What Michael didn’t know-what he would never know-was that for the only time in his lifetime, probability had been on his side. Of all of his thousands of previously imagined encounters, and all of the similar encounters he was yet to imagine, this one would have gone exactly how he ended up picturing it.

Sadly, Michael is no poet and his opening line would have been that aforementioned cringeworthy sentence. Luckily for him, Teri (for that was her name, which would have been easily forthcoming) would have found it endearing and graciously accepted the implied compliment. She would have responded using his exact words because, in fact, she was struggling with the dogs.

The two tragically named dogs-Fluffy Bonkers and Mr Snugglekins-belonged to her aunt’s friend, Sarah. Her aunt, without really meaning to, had a habit of impinging on Teri’s exceedingly good nature and indefatigable willingness to lend a hand. In this instance, her aunt had volunteered Teri to look after the Sarah’s dogs while Sarah visited the dentist for a root canal. The dogs, indulged as they were, instantly sensed that Teri was someone they could take advantage of and had been tirelessly running her through the city streets for the past 45 minutes.

Michael had no way of knowing all this, of course.

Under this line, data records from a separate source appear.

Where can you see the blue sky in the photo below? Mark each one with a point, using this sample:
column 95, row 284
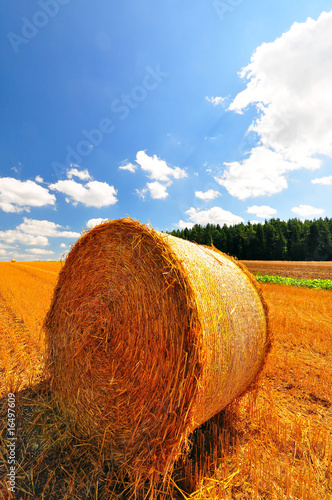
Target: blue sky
column 175, row 112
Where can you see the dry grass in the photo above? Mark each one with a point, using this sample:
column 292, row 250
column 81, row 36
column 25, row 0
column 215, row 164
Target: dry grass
column 306, row 269
column 148, row 337
column 272, row 444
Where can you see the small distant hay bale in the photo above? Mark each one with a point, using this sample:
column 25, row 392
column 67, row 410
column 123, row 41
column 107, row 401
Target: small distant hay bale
column 149, row 336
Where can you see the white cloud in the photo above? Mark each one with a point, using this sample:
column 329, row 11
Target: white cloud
column 157, row 190
column 18, row 196
column 211, row 194
column 158, row 169
column 14, row 236
column 216, row 101
column 45, row 228
column 129, row 166
column 326, row 181
column 39, row 251
column 307, row 210
column 289, row 82
column 262, row 173
column 35, row 233
column 214, row 215
column 94, row 222
column 263, row 211
column 182, row 224
column 81, row 174
column 93, row 194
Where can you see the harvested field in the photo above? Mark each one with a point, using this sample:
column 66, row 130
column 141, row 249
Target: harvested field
column 309, row 270
column 273, row 444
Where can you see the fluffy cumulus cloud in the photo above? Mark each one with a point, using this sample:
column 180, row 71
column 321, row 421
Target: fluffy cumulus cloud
column 39, row 251
column 94, row 222
column 263, row 211
column 289, row 82
column 19, row 196
column 15, row 236
column 158, row 171
column 128, row 166
column 216, row 101
column 262, row 173
column 325, row 181
column 81, row 174
column 214, row 215
column 35, row 233
column 45, row 228
column 208, row 195
column 92, row 194
column 307, row 211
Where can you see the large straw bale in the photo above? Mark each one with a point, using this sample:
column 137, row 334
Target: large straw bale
column 148, row 337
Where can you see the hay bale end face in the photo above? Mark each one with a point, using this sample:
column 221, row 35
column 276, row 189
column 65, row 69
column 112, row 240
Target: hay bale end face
column 148, row 336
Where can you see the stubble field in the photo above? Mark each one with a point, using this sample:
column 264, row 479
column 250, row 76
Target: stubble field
column 273, row 443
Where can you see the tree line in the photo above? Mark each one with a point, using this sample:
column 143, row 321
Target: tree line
column 274, row 239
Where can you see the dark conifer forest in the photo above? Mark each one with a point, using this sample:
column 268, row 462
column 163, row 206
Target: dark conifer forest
column 274, row 239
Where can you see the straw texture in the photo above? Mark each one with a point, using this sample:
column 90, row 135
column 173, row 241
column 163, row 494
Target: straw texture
column 148, row 336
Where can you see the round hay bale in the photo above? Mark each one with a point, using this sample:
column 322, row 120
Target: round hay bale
column 149, row 336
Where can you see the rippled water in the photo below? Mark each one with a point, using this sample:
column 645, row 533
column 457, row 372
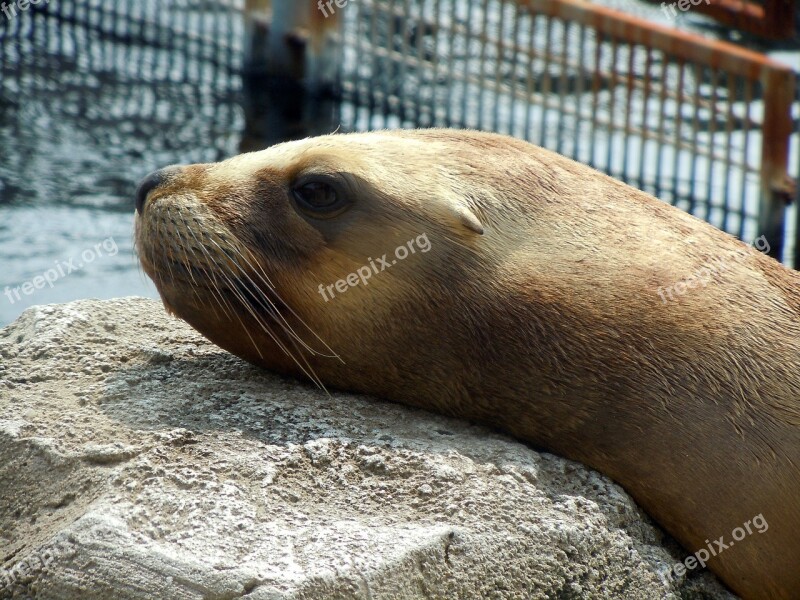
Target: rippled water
column 88, row 106
column 82, row 118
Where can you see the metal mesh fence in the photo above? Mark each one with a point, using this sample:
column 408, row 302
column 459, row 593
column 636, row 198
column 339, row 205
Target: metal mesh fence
column 688, row 129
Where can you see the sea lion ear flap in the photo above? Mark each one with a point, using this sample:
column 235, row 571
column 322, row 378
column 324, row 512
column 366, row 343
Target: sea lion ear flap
column 468, row 218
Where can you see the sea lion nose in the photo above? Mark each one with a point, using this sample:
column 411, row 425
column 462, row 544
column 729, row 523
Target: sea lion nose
column 149, row 183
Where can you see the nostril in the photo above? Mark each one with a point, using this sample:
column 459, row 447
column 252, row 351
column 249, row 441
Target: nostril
column 147, row 185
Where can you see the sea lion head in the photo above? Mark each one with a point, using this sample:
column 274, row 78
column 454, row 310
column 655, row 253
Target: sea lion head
column 292, row 257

As he had struggled with his headphones, he had missed the smile that Teri had given him. It had started as the polite but perfunctory apologetic smile one often gives after an accidental encounter on a busy city street but, after seeing Michael’s not unattractive face (despite his beard), it had crept further up her face and lit up her eyes, becoming a smile that had recognised in him a kindred soul or, at the very least, someone who might be willing to help untangle Fluffy Bonkers from yet another pram axle.

He hadn’t noticed that she lingered for a moment before she waved goodbye, deliberately leaving a space for him to say or do anything to indicate to her that this spark of attraction was reciprocated. A smile, a wave, a word, anything-even that immensely cheesy line-would have been enough.

But Michael did not smile. He did not wave. He did not speak. And the world, never willing to hang about and wait for the unprepared to get their act together at the best of times, had moved on.

She had left quickly, assuming that she had upset yet another stressed-out morning commuter and chastising herself for totally misreading the situation.

Michael continued on to work all the while creating a meeting in his imagination that he would return to dozens of times throughout his life because, even as a possibility, it was beautiful-perfect because of what didn’t happen but could have (despite the romance of this initial thought, however, it gave Michael no comfort in the end, for this perfection was simply loss by another name).

But outside of his head all that remained now was the noise of the traffic, the slight drizzle that would continue all day, and the vibration of his phone in his pocket notifying him of things in his life that were loud and demanding and infinitely less important.

Hope and possibility, sublime and glorious and unable (or perhaps simply unwilling) to stand up to the obnoxious, gave way and Michael found himself thinking about the time and work and the possibility of having to endure Gareth’s we’re-pals-but-I’m-still-your-boss lecture delivered in his disgusting coffee-and-cigarette breath.

He checked his expensive smartwatch-he was so proud of it when he first bought it but today it had a little less lustre-and he felt that unpleasant and nauseating jolt of adrenaline that accompanies the certainty of lateness to something important.

He picked up his pace but was stopped by a red light at the last crossing before the office entrance. In their cars in front of him, the dry morning commuters slowly edged their way forward.